Die besagten 21 Songs der Alben werden an diesem Abend angereichert mit einigen Covern von Niedeckens Helden – und mit gleich einer Handvoll derer beschließt die Band den Abend. Bob Dylans „Like A Rolling Stone“ wird natürlich zu „Wie ´ne Stein“, The Troggs’ „Wild Thing“ zu „Wahnsinn“ und Dylans „Hurricane“ geht fließend über in BAPs „Stell Dir Vüür“ – ehe Niedecken alleine mit Akutiskgitarre und Mundharmonika im Spotlight stehend das letzte Original „Helfe Kann Dir Keiner“ singt.

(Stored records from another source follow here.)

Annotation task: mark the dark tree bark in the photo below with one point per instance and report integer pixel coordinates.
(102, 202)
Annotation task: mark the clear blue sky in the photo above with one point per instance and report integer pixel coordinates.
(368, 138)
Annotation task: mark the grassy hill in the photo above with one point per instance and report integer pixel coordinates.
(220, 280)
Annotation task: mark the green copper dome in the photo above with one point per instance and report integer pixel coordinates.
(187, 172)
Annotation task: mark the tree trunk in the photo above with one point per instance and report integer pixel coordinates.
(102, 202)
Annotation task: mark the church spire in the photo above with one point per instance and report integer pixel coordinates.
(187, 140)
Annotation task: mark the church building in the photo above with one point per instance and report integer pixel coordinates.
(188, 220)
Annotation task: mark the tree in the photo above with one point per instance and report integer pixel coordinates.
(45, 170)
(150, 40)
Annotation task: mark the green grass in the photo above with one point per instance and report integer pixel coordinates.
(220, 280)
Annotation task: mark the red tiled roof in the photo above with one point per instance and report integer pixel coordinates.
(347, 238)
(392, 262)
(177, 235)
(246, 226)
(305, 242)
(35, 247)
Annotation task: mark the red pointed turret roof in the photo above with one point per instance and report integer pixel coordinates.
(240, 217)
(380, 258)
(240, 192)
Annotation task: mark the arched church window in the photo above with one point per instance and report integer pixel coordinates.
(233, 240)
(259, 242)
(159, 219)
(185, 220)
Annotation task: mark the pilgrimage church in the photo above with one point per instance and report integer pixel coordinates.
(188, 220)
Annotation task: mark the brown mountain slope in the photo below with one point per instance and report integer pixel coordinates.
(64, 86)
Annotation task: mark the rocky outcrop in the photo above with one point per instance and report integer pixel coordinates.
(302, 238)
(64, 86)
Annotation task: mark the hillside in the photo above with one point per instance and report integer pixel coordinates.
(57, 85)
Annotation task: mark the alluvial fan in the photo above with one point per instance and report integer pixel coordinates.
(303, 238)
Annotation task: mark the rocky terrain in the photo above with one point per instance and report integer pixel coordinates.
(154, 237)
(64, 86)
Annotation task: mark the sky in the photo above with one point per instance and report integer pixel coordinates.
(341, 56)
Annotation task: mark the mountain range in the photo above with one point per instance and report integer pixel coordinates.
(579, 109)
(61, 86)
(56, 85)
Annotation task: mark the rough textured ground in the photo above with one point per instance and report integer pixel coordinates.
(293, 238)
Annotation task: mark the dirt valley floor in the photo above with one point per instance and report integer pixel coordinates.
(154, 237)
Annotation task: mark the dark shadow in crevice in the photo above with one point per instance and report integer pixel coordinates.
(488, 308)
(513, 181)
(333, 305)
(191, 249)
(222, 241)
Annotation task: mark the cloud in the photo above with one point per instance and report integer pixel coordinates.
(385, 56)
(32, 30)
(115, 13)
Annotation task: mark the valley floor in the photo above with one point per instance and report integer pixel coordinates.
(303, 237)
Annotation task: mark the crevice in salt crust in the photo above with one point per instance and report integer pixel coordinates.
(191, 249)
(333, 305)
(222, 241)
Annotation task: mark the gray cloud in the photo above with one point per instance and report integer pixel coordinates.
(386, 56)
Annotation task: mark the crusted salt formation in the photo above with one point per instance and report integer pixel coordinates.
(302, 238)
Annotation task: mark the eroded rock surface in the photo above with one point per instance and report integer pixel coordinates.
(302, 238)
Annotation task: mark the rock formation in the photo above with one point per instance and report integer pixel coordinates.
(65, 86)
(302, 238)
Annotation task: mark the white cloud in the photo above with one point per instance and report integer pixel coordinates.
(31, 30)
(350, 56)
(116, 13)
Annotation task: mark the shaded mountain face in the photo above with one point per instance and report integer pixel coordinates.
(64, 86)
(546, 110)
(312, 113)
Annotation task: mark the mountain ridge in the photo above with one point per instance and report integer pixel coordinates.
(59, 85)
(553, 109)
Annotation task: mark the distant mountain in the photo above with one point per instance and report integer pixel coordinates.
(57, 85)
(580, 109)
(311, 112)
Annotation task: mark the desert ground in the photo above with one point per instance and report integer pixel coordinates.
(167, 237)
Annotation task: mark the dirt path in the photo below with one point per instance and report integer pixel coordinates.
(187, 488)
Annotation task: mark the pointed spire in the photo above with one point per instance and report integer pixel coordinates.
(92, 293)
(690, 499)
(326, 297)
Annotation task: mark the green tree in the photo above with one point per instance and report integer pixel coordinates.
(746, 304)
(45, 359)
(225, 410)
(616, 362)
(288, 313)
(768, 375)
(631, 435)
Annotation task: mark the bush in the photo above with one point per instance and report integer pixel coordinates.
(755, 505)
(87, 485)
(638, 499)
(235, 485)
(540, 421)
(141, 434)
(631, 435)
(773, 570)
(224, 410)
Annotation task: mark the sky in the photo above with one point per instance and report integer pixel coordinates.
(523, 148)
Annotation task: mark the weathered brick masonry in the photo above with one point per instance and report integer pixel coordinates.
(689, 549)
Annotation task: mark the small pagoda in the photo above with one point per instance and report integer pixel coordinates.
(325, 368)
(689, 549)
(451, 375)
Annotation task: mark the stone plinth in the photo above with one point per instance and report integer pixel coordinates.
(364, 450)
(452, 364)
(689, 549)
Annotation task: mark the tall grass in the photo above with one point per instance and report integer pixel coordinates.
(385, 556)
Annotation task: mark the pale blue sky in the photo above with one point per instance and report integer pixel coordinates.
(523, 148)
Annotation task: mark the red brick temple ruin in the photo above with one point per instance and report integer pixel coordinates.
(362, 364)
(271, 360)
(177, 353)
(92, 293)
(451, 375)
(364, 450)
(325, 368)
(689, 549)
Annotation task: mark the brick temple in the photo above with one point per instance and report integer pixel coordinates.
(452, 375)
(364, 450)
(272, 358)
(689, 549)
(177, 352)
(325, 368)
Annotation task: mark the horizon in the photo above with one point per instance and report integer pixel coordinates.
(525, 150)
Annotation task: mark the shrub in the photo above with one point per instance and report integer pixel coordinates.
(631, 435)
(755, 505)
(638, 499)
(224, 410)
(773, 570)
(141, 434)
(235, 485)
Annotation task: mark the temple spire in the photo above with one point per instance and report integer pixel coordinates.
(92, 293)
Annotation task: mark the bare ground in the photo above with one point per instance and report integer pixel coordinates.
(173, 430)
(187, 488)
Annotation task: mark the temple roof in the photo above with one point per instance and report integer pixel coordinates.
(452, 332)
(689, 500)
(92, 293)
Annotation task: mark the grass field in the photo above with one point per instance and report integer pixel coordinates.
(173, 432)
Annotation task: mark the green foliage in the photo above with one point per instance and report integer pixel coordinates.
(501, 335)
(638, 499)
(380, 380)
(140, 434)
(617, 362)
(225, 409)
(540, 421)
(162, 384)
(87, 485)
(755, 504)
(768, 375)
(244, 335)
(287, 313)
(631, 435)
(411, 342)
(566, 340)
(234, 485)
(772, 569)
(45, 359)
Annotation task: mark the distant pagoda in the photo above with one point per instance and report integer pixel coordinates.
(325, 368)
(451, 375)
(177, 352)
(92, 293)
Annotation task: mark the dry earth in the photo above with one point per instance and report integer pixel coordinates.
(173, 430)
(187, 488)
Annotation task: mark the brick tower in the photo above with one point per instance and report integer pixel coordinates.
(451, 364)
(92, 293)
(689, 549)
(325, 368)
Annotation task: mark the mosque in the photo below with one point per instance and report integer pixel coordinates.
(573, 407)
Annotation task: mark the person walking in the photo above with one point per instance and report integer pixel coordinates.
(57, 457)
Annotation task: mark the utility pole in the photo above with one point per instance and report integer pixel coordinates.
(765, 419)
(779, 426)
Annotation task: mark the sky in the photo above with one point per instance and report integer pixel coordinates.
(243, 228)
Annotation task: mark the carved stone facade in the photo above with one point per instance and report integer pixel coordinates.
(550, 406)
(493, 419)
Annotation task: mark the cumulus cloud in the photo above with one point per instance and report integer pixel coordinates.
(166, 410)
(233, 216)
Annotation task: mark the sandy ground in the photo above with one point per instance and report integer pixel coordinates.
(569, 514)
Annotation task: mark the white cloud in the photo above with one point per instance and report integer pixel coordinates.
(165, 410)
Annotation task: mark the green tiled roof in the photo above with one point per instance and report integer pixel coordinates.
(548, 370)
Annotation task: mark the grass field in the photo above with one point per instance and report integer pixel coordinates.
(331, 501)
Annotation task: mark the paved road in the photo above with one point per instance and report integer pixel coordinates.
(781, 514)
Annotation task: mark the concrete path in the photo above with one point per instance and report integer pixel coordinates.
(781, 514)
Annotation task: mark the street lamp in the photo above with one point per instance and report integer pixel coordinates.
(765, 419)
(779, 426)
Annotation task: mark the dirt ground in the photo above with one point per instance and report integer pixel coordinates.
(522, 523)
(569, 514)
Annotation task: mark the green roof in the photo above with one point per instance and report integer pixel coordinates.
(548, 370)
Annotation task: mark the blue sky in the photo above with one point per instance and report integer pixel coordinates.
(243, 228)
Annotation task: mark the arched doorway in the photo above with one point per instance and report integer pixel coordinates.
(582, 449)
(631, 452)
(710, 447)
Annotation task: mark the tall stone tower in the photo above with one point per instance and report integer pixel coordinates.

Wie eine Woche zuvor bei Paul McCartney in Paris, hatte ich auch am vergangenen Freitag keinen Zweifel daran, dass der Künstler auf der Bühne das Vorführen und Feiern seiner Lieder ebenso genoss, wie wir Zuschauer im Publikum – für mich die Basis eines jeden gelungenen Live-Events.
Wolfgang Niedecken hat es geschafft, sein Lebenswerk BAP auch knapp 50 Jahre nach Gründung lebendig zu halten. Und selbst von der Tatsache, dass dies auch in immer neuer Besetzung Sinn gibt, konnte er mich am Freitagabend überzeugen. Nachdem er alle Musiker vorgestellt und gebührend gefeiert hat, attestiert er: „Wenn wir zusammen sind, dann sind wir BAP.“… und fügt hinzu: „Denn wie hat schon Wolf Biermann gesagt: ‚Nur wer sich ändert, bleibt sich treu!‘“
Was wäre dem noch hinzuzufügen?
Ach, eins vielleicht noch: Man kann nicht über BAP sprechen, ohne über Kölsch zu sprechen. Als Eifler bin ich dieser Sprache mehr oder minder mächtig. Ich verstehe jedes Wort und kann sie – meine Eltern werden milde lächeln, meine Großeltern würden lachen – sogar sprechen. Ich bin sicher, dass ein direkter Zusammenhang zwischen Niedeckens Sprache, seinen Aussagen und deren Rezeption besteht. Ich kann mir nicht vorstellen, wie BAP-Lieder klingen, wenn man Kölsch nicht versteht, aber ich kann sagen, dass es keinen direkteren Weg zu Herz und Hirn gibt, wenn man es tut.